What other alternatives are there? Possible paths of enquiry I’ve had are:

  1. Is it possible to get terraform to automatically import all resources that match a tag? That way I could recover from a new state perhaps.
  2. Or could terraform actions be deployed via a service that would continue or stop the process nicely if the ssh connection ended?
  3. is there some other way to repair a corrupted file, or more aggresively backup / checkpoint a file? if a tfstate file gets busted, it needs to get repaired automtically somehow.

I’m getting orphaned resources daily because of ssh to the vm running TF being killed.
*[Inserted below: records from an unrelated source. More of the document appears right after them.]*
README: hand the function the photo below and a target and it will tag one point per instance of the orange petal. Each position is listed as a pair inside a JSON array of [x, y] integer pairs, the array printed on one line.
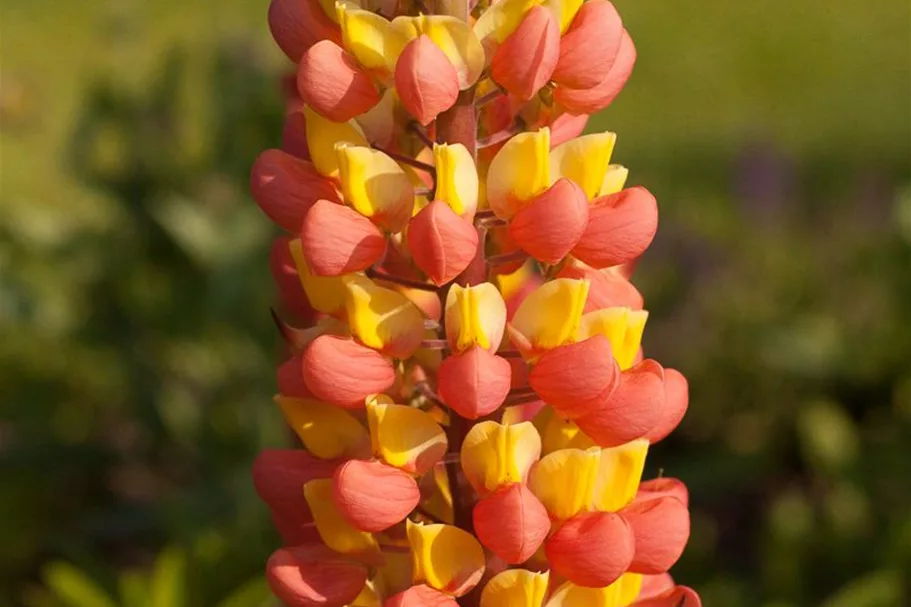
[[591, 549], [664, 486], [286, 187], [373, 496], [527, 58], [633, 409], [420, 596], [442, 244], [551, 224], [589, 48], [314, 576], [676, 400], [512, 523], [598, 97], [294, 135], [279, 474], [338, 240], [474, 383], [332, 83], [343, 372], [620, 228], [426, 81], [296, 25], [607, 288], [576, 379], [662, 528]]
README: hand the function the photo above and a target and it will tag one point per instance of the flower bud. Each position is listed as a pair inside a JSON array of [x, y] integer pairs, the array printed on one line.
[[286, 187], [676, 400], [591, 549], [342, 372], [512, 523], [620, 227], [548, 226], [338, 240], [589, 48], [332, 83], [576, 379], [474, 383], [373, 496], [314, 576], [442, 244], [425, 80], [527, 58], [420, 596], [632, 409], [297, 25], [661, 527], [593, 100]]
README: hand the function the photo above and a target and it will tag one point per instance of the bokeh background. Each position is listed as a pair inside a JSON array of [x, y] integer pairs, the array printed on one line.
[[137, 354]]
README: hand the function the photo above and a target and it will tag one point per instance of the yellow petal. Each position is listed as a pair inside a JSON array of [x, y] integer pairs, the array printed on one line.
[[502, 18], [565, 480], [623, 328], [457, 178], [322, 137], [549, 317], [335, 532], [475, 315], [515, 588], [619, 594], [328, 432], [381, 318], [520, 171], [619, 472], [405, 437], [375, 185], [614, 179], [558, 433], [457, 41], [585, 160], [325, 293], [445, 557], [494, 454]]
Could terraform update its state file in a more robust way?

  1. A new write to update tfstate would instead actually go to a temp file A,
  2. The tfstate file is moved to a backup temp file B.
  3. Temp file A (current state) is then moved to replace the .tfstate file.
  4. Temp file B is moved to replace the tfstate.backup.

This way, an interruption at any of these points would still mean we have a means to recover, and hopefully automatically without any intervention (not currently the case).

Could this approach reduce the likely hood of a corrupted tfstate file?
If not, could an improvement be made with a service to do a similar job?

The handling could also be performed by a service perhaps, that way an ssh kill would still be recoverable.